In today’s modern society, both sleep and sleep quantity have been compromised with more and more people suffering from having poor and inadequate sleep. Sometimes we may be wondering why even if we have a good quality mattress and bed sheets or a huge full or queen mattress as our sleeping equipment at home, we still can’t get that quality sleep we want and we need in our life. Fortunately, through the advancement of sleep science the factors that can affect sleep are already identified and one main factor is light exposure.

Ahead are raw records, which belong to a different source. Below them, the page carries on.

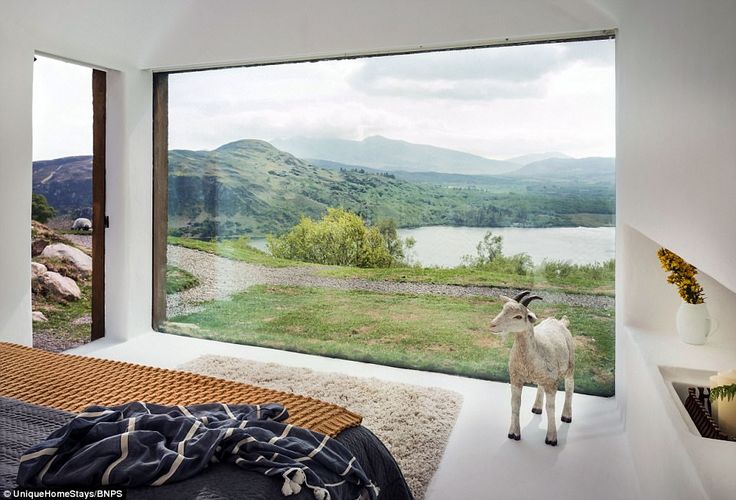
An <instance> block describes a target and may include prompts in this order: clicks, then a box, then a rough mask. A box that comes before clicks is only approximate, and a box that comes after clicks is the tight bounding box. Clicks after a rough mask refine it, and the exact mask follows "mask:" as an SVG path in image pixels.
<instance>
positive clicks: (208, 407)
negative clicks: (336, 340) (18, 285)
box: [17, 402, 378, 500]
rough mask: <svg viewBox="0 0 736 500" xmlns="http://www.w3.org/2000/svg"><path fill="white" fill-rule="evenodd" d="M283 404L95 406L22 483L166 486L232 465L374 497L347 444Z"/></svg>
mask: <svg viewBox="0 0 736 500" xmlns="http://www.w3.org/2000/svg"><path fill="white" fill-rule="evenodd" d="M287 417H288V413H287V410H286V409H285V408H284V407H283V406H281V405H279V404H273V403H270V404H264V405H231V406H228V405H226V404H203V405H192V406H162V405H156V404H145V403H141V402H136V403H129V404H125V405H121V406H116V407H102V406H92V407H89V408H87V409H86V410H85V411H84V412H82V413H80V414H78V415H77V416H76V417H75V418H73V419H72V420H71V421H70V422H69V423H68V424H67V425H65V426H63V427H62V428H60V429H59V430H57V431H56V432H54V433H52V434H51V435H50V436H49V437H48V438H47V439H46V440H45V441H43V442H41V443H39V444H37V445H36V446H33V447H32V448H30V449H29V450H28V451H27V452H26V453H25V454H24V455H23V456H22V457H21V459H20V466H19V469H18V478H17V481H18V484H19V485H20V486H22V487H44V486H77V487H79V486H106V485H110V486H125V487H134V486H142V485H151V486H160V485H163V484H167V483H172V482H176V481H181V480H184V479H187V478H189V477H192V476H194V475H195V474H198V473H199V472H201V471H203V470H204V469H205V468H206V467H208V466H210V465H212V464H215V463H217V462H232V463H234V464H236V465H238V466H240V467H242V468H247V469H251V470H256V471H258V472H261V473H262V474H265V475H267V476H274V477H279V478H281V479H282V480H283V486H282V488H281V492H282V493H283V494H284V495H285V496H289V495H292V494H297V493H299V492H300V491H301V489H302V488H309V489H310V490H311V491H312V492H313V493H314V497H315V498H316V499H317V500H339V499H350V500H354V499H361V500H374V499H375V498H376V497H377V495H378V488H376V487H375V486H374V485H373V483H372V482H371V481H370V480H369V479H368V478H367V477H366V475H365V473H364V472H363V469H362V468H361V466H360V464H358V463H357V461H356V459H355V457H354V456H352V454H351V453H350V452H349V451H348V450H347V449H346V448H345V447H344V446H343V445H342V444H340V443H339V442H337V441H335V440H334V439H331V438H330V437H329V436H325V435H322V434H319V433H316V432H312V431H309V430H306V429H302V428H299V427H294V426H293V425H291V424H286V423H284V422H283V421H284V420H285V419H286V418H287Z"/></svg>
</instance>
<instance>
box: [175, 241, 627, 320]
mask: <svg viewBox="0 0 736 500" xmlns="http://www.w3.org/2000/svg"><path fill="white" fill-rule="evenodd" d="M168 261H169V264H171V265H174V266H176V267H180V268H182V269H184V270H185V271H188V272H190V273H192V274H194V275H195V276H196V277H197V278H199V281H200V284H199V285H198V286H196V287H193V288H190V289H189V290H185V291H184V292H181V293H177V294H172V295H168V296H167V313H168V316H169V317H174V316H178V315H180V314H188V313H191V312H195V311H197V310H199V306H198V304H201V303H202V302H206V301H209V300H215V299H225V298H227V297H229V296H230V295H232V294H234V293H236V292H239V291H242V290H246V289H247V288H249V287H251V286H253V285H259V284H269V285H292V286H305V287H318V288H336V289H340V290H365V291H371V292H381V293H406V294H431V295H445V296H450V297H468V296H481V297H497V296H499V295H515V294H516V293H518V292H519V291H520V290H519V289H517V288H505V287H484V286H458V285H435V284H431V283H401V282H397V281H373V280H365V279H357V278H329V277H324V276H318V275H317V274H316V271H317V270H319V269H320V266H298V267H284V268H272V267H266V266H261V265H257V264H248V263H246V262H240V261H236V260H230V259H226V258H224V257H219V256H217V255H213V254H210V253H206V252H201V251H199V250H191V249H188V248H184V247H179V246H173V245H169V247H168ZM544 299H545V300H546V301H547V302H551V303H558V304H568V305H577V306H586V307H613V306H614V304H615V301H614V299H613V298H612V297H604V296H601V295H582V294H569V293H562V292H544Z"/></svg>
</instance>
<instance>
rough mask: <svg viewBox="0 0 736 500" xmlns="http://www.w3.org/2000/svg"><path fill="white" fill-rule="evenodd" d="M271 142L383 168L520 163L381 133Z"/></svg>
mask: <svg viewBox="0 0 736 500" xmlns="http://www.w3.org/2000/svg"><path fill="white" fill-rule="evenodd" d="M272 143H273V145H274V146H276V147H278V148H280V149H282V150H284V151H288V152H290V153H292V154H294V155H296V156H298V157H299V158H319V159H321V160H328V161H331V162H339V163H346V164H349V165H362V166H365V167H370V168H374V169H380V170H384V171H394V170H401V171H406V172H427V171H432V172H444V173H458V174H481V175H496V174H502V173H506V172H511V171H513V170H516V169H518V168H519V167H520V165H518V164H515V163H510V162H506V161H501V160H491V159H489V158H484V157H482V156H478V155H473V154H470V153H465V152H463V151H456V150H454V149H447V148H438V147H436V146H430V145H427V144H413V143H411V142H406V141H398V140H395V139H389V138H387V137H382V136H380V135H374V136H371V137H367V138H365V139H363V140H362V141H349V140H345V139H312V138H307V137H295V138H291V139H275V140H274V141H272Z"/></svg>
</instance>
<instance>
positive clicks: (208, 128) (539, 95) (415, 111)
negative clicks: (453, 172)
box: [33, 40, 615, 160]
mask: <svg viewBox="0 0 736 500" xmlns="http://www.w3.org/2000/svg"><path fill="white" fill-rule="evenodd" d="M91 82H92V75H91V69H89V68H85V67H82V66H77V65H74V64H69V63H65V62H60V61H56V60H54V59H49V58H44V57H40V56H39V57H38V60H37V61H36V63H35V65H34V84H33V158H34V160H42V159H52V158H59V157H62V156H72V155H81V154H91V152H92V90H91V85H92V83H91ZM614 84H615V78H614V41H613V40H600V41H592V42H591V41H589V42H574V43H555V44H538V45H523V46H516V47H491V48H486V49H466V50H458V51H445V52H428V53H419V54H409V55H400V56H382V57H372V58H360V59H345V60H336V61H321V62H315V63H297V64H281V65H272V66H257V67H249V68H232V69H224V70H212V71H199V72H192V73H179V74H174V75H171V77H170V80H169V134H170V136H169V146H170V147H171V148H172V149H215V148H217V147H218V146H221V145H222V144H225V143H228V142H231V141H235V140H239V139H262V140H266V141H268V140H271V139H274V138H289V137H314V138H340V139H352V140H362V139H364V138H366V137H369V136H372V135H382V136H384V137H389V138H391V139H400V140H405V141H408V142H414V143H419V144H431V145H434V146H439V147H445V148H450V149H457V150H460V151H465V152H469V153H474V154H477V155H481V156H485V157H488V158H494V159H505V158H510V157H514V156H520V155H524V154H531V153H543V152H551V151H559V152H563V153H566V154H569V155H571V156H575V157H585V156H614V154H615V143H614V139H615V132H614V127H615V122H614V119H615V88H614Z"/></svg>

Light exposure can negatively and positively affect sleep. Your body has a built-in body clock called as circadian rhythm that affects brain, body and hormone functions. It is responsible in keeping you awake and signals your body when you need to sleep.
Day and Bright Light Exposure
Increasing exposure to natural daylight or bright light will keep your body clock work better. This will improve your performance during the day while helping you have quality sleep during nighttime.
Exposure to natural sunlight or artificial bright light can help people with insomnia to have quality sleep and longer sleeping time. It is also discovered that in older adults, a 2-hours of exposure to bright light during the day can increase sleep duration by 2 hours with 80% improved sleep efficiency.
Blue Light Exposure
Sources of blue light could come naturally from sun and from gadgets or devices. Blue light has direct effect on the brain and can hinder the production of a hormone called melatonin which is responsible in helping your body to relax and attune to deep sleep. Blue light tricks the brain in thinking that it is still daytime. Long exposure to LED TV, fluorescent bulb lights, computer, mobile phones and other gadgets with screen will negatively impact your ability to have a good sleep.
What you can do:
- Increase your exposure to bright light and sun during the day. This will help your circadian rhythm work efficiently allowing you to sleep better.
- Avoid using gadgets or devices that emit blue light at least 2 to 3 hours before your bed time. Make “no work inside the bedroom” a rule before you sleep.
This is a helpful information for those people aiming to achieve a good quality sleep every night. Sleep is for our overall health and wellness. It is our body’s way of recuperating. This is the only moment that we can refresh and recharge everything inside our system therefore we have to do everything we could so we would know where the problem of sleepless nights or inadequate sleep really come from. There are actually a lot of factors that can be health or environmental related, but let us try to eliminate first the factors that affect the quality of our sleep inside our own bedroom like the lighting.